Покопавшись в памяти, можно было вспомнить еще кое-какие мелочи, например, капли воды, падавшие на раскаленные камни двора с развешенного на балконе белья, или разносившийся из открытого окна кухни запах жареного лука и рыбы, или же, наконец, саму госпожу Хану Зак, боком спускавшуюся с лестницы, чтобы отправиться на рынок или к младшему сыну, живущему в соседнем квартале, – Давид давно обратил внимание, что если зацепиться за оставшееся в памяти прошлое и сосредоточиться на нем, то спустя какое-то время начинаешь припоминать скрытые до того второстепенные детали, очертания вещей и лиц становятся отчетливее, и все, что прежде было разбросано и смазано, начинает возвращаться на свои места, складываясь в отчетливую картину, подобно тому, как отдельные пятна и линии проступая на фотобумаге, постепенно образуют одно целое. Другое дело, что точность деталей, похоже, не имела к его сну никакого отношения, потому что здесь все было совсем не так, как в действительности, – в особенности это касалось здания, более походившего во сне на дворец; впрочем, так было и во всех предыдущих сновидениях, где оно то поднималось в небо сверкающим нагромождением стеклянных сфер и кубов, то дробилось в немыслимых пересечениях зеркальных отражений или же утопало в цветах, которые росли прямо из стен и свисали с потолка. Неизменной оставалась лишь растущая у ворот старая акация, хотя и она однажды тоже прозвенела в одном из его снов густой серебряной листвой.

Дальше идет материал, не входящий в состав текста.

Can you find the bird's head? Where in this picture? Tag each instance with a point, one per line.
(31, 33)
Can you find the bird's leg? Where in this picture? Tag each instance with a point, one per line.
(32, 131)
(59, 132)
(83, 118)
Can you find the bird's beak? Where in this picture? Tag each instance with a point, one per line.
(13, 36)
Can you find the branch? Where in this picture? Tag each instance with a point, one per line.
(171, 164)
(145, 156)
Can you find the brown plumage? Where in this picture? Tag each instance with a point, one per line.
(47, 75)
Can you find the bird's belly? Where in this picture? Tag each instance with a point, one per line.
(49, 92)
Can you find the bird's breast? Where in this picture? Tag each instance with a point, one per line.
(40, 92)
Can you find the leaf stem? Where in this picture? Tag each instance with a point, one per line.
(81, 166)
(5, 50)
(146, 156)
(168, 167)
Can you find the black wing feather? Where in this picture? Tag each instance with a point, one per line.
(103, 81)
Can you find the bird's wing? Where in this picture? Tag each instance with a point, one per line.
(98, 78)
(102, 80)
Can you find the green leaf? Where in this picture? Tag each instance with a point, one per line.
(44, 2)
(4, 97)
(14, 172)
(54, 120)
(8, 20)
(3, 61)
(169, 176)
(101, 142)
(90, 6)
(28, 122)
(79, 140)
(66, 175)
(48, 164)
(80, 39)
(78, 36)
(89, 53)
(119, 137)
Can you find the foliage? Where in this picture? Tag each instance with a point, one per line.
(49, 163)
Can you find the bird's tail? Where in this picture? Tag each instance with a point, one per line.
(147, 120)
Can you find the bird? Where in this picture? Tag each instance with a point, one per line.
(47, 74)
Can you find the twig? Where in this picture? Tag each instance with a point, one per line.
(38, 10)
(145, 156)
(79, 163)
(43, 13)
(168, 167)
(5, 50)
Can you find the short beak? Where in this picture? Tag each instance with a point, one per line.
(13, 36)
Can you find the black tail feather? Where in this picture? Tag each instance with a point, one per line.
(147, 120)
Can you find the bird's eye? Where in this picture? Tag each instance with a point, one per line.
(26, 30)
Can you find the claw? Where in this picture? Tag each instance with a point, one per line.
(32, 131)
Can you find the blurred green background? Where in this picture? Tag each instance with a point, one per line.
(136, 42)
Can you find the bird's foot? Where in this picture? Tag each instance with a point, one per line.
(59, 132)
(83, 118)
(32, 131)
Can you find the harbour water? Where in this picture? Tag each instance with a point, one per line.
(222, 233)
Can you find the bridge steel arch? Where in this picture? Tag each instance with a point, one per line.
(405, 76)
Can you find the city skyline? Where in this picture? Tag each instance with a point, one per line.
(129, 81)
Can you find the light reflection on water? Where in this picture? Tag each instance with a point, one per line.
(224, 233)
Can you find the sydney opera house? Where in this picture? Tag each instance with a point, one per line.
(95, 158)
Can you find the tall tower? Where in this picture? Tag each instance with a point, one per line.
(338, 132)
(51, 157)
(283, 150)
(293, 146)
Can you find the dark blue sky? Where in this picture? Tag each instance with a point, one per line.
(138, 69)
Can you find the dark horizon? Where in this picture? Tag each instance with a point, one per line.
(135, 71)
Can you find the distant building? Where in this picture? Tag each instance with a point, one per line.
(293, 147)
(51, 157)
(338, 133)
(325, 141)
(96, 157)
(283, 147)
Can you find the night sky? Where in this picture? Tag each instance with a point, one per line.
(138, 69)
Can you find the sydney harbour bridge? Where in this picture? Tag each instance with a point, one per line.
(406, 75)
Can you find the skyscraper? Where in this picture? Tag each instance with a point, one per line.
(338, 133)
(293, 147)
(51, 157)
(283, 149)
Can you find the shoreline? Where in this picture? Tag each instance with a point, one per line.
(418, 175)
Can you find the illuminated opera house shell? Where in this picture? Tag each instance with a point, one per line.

Скорее, в качестве забавного курьеза, нежели чего-то, что нуждалось в серьезном обсуждении, Давид упомянул однажды об этом превращении в одном из писем к рабби Ицхаку. Тот ответил ему на удивление обстоятельно и подробно. В первую очередь он высказал осторожное сомнение относительно нашей способности видеть и понимать подлинную суть окружающих нас вещей.
Можно думать, что вещи, с которыми мы имеем дело в этом мире, равно как и сам мир, в действительности, далеко не то же самое, что они представляют собой в своей последней истинности, как воплощение великого Божественного замысла, – писал рабби Ицхак своим аккуратным, почти прозрачным женским почерком.
Подлинная сущность вещей скрыта от нас, как скрыта от нас и наша собственная природа. Ссылаясь на первую главу Брейшит, рабби отметил в подтверждение сказанного, что сотворенный мир, несомненно, был хорош в глазах Сотворившего его, ибо он был сотворен Его волей и по Его замыслу, – однако, из этого вовсе не следует, что мир хорош также и для нас, находящих себя в этом мире, пребывающих в нем и созерцающих его изнутри. Ведь если под словом «хорошо» – пояснял рабби, – понимать истинный смысл и сущность вещей, их последнюю красоту и смысл, то это может быть открыто лишь очам Того, Кто вызвал эти вещи из мрака небытия, – но совсем не обязательно очам смертных, видящих мир гадательно и неясно. Ибо, подобно морским птицам, обреченным самой природой проводить всю свою жизнь на морских просторах и иногда ныряющим в непонятной тоске в темную глубь моря, – мы довольствуемся лишь далеким от первозданного совершенства образом мира, чья истинная суть до поры до времени надежно скрыта от нас волей Всевышнего.
Извинившись за некоторую, возможно, излишнюю цветистость слога (к чему он действительно имел порой неодолимую склонность), рабби Ицхак отметил далее, что безбрежная водная ширь, конечно же, дает морским птицам пищу и пристанище, однако никто не будет спорить с тем, что следует отличать «хорошее» от «полезного» – если под «хорошим» понимать истинное и последнее. Разве же в Брейшите говорится, что Всесильный открыл нам Творение в его истинности? – вопрошал рабби, и отвечал – Конечно, нет, ибо там сказано лишь о том, что все, что Он даровал человеку, было даровано ему для его пользы (как эти плодоносящие деревья или годная для пахоты земля), однако ничего не сказано, что Он открыл человеку Творение в его сокровенной глубине. Лишь сам Всесильный видит Творение так, как оно задумано – в его изначальной чистоте и окончательной завершенности, – а значит, оно действительно является таковым и таковым будет пребывать вовеки, ибо слово Всемогущего – непреложно.